Strukturell gesehen bietet dieser Roman reine Standardkost: die Erzählung beginnt an einer willkürlich erscheinenden Stelle in Samias Leben und folgt ihr dann bis zur letzten Seite. Hierbei werden unterschiedlichste Episoden und Etappen von Samias Leben aufgezeigt, die letztendlich die Grundlage dafür bilden, dass sie — wie es das Backcover bereits vorwegnimmt— zur Läuferin und später auch zum Flüchtling wird. Es findet eine aufeinander aufbauende Verkettung unterschiedlichster Ereignisse statt, denen man als Leser ohne Schwierigkeiten folgen kann. An manchen Stellen würde man sich sogar eher etwas mehr Abwechslung wünschen, um die Grenzen, die durch eine solch stringente Ich-Erzählung gegeben werden, etwas aufzulockern und etwas mehr Dynamik erhalten zu können. Dass dies jedoch nicht gewählt wurde, lässt sich nur schwer ankreiden, da ein biografischer Roman für derartige erzählerische Ausflüge nicht zwingend geeignet sein muss.
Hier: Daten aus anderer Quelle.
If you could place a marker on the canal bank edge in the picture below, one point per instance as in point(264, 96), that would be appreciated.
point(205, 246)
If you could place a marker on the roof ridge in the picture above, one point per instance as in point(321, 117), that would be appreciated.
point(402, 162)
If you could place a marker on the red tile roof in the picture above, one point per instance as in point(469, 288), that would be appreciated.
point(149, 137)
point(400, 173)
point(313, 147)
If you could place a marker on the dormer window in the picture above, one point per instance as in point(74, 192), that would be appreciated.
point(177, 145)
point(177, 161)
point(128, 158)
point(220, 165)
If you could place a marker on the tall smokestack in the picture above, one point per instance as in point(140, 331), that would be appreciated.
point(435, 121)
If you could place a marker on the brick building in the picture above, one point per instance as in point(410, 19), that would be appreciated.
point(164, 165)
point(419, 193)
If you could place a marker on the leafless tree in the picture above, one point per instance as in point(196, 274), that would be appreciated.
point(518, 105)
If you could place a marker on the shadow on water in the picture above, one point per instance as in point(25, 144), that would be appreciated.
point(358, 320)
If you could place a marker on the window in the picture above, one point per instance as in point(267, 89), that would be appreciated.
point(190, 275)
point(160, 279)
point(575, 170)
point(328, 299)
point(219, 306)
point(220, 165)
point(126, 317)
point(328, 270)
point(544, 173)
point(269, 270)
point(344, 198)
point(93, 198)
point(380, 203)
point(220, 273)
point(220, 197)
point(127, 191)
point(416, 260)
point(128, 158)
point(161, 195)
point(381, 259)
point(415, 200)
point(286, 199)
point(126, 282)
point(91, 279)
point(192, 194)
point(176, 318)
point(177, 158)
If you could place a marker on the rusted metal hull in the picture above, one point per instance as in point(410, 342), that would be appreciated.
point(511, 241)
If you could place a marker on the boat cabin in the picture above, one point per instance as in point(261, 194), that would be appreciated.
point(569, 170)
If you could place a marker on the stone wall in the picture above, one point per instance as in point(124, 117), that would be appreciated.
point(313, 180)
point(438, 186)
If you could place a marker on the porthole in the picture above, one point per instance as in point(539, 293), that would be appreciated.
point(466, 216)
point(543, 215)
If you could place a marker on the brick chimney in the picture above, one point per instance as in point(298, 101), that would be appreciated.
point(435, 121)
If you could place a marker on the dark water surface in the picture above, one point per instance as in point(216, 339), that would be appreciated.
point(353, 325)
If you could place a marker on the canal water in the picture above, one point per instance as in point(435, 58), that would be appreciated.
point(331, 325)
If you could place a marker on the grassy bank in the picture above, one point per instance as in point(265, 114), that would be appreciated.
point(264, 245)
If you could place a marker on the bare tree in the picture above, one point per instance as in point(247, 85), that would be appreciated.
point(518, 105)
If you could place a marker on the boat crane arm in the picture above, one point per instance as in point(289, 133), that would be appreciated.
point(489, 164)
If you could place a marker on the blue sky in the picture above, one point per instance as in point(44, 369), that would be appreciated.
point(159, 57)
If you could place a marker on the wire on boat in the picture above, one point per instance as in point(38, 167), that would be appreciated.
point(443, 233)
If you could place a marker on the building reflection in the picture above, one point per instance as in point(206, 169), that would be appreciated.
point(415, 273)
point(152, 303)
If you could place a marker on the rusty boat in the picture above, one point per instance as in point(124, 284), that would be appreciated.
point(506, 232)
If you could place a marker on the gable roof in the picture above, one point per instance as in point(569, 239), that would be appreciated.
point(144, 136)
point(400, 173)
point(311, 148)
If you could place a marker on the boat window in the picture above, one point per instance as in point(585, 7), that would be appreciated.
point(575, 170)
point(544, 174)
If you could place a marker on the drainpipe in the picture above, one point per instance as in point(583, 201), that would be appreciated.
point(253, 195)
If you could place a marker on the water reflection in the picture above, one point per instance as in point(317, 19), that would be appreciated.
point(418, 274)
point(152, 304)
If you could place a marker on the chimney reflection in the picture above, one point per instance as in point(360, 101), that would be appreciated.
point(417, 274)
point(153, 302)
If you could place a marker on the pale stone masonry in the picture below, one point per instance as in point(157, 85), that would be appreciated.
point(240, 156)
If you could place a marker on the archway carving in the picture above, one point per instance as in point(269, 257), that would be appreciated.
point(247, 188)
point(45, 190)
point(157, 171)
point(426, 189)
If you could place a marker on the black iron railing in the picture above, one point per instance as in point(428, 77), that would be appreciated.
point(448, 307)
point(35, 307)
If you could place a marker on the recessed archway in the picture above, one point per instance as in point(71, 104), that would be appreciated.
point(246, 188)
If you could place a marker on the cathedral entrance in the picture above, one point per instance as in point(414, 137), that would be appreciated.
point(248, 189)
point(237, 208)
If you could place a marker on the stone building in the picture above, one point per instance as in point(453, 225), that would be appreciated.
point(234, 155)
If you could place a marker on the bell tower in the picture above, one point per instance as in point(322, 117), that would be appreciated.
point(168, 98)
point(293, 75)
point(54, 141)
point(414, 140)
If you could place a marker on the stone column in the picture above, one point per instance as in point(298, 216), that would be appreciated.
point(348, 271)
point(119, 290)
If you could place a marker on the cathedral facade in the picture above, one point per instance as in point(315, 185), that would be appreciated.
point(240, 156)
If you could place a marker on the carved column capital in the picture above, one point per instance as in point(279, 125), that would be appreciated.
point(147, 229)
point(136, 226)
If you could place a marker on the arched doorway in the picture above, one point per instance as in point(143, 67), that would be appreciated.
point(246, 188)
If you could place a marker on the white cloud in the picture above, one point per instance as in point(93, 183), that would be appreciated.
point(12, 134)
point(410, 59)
Im Fokus dieses Romans liegt die Geschichte der jungen Läuferin Samia Yusuf Omar, die durch die Geschicke ihres Lebens führt. Hierbei stehen vor allem die Geschehnisse der jeweiligen Etappen im Vordergrund, ohne aber zu viele Zeitsprünge in früherer Vergangenheit zu nutzen. Auch die anderen Figuren erhalten meist nur eine Identität durch die Ich-Erzählerin beziehungsweise der Interaktion mit ihr.

Hierdurch gelingt es dem Autor die einzelnen Veränderungen im Land wie Gewehrkugeln ins Herz der Leser zu schießen, da man den schleichenden Prozess der Veränderung eben nicht wie Samia am eigenen Leib erfährt, sondern nur dann davon erzählt bekommt, wenn es die Ich-Erzählerin für wichtig hält. In der Geschichte können Wochen oder Monate vergehen und man erfährt erst in einem Nebensatz, welche großen Einschnitte die Veränderungen im Machtgefüge bedeuten und welche neuen Vorschriften das Leben der Bewohner Somalias einschränken.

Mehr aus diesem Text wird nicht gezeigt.